The bar’s ambience attracts a coterie of regulars who live across the country. Leslie Zinn resides in New Jersey and visits The Goat on every trip to Dallas.
“My daughter took me to The Goat when I was in town visiting a few years ago, and I fell in love with the place,” Zinn says. “Great live music, dancing and a fun environment with a laid-back and diverse crowd keeps this Jersey girl coming back whenever I’m in town.”
Karaoke night, a relatively new addition, brings people from all over Dallas on Sunday evenings for their chance at the mic. Karaoke nights have garnered an international reputation. It’s so popular that travelers from Germany show up to belt their favorite tunes.
Locals and travelers rave about The Goat, but the musicians who perform there bring another level of passion. Greg Walling is a longtime band member of The Boogie Men, a group that plays blues, funk and classic rock to make people dance.
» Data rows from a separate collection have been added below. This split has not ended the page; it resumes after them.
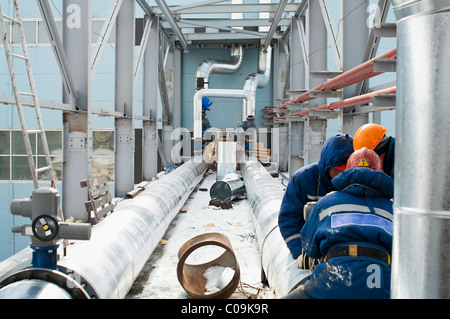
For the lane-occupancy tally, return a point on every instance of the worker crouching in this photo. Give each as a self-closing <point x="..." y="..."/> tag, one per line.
<point x="350" y="231"/>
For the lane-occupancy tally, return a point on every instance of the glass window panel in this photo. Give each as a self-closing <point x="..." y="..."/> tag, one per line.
<point x="30" y="31"/>
<point x="4" y="143"/>
<point x="54" y="142"/>
<point x="20" y="168"/>
<point x="18" y="144"/>
<point x="4" y="167"/>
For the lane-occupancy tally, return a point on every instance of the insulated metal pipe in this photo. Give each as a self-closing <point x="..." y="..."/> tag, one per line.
<point x="261" y="78"/>
<point x="209" y="66"/>
<point x="265" y="196"/>
<point x="120" y="245"/>
<point x="219" y="93"/>
<point x="421" y="238"/>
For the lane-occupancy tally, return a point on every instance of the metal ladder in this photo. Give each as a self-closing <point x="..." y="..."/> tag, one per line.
<point x="19" y="94"/>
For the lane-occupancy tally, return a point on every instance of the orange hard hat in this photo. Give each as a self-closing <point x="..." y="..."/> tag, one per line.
<point x="368" y="135"/>
<point x="365" y="158"/>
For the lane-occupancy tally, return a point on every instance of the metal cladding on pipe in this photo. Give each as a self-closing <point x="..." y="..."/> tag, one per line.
<point x="219" y="93"/>
<point x="261" y="78"/>
<point x="121" y="244"/>
<point x="219" y="66"/>
<point x="421" y="237"/>
<point x="265" y="196"/>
Playing on The Goat’s Buddy Guy-inspired polka dot stage since 2006, Walling recalls the pure joy of performing for such a quirky crowd.
“I’ve seen lawyers dressed in their pressed, business-casual clothes sitting at the bar with a guy in painter’s overalls, talking about life and listening to music,” Walling says.
The Boogie Men thrive on the crowd’s dancing and cheering.
“You can tell the crowd listens and really loves the music,” Walling says. “The best thing about The Goat is their people.”
The Goat temporarily closed because of the coronavirus.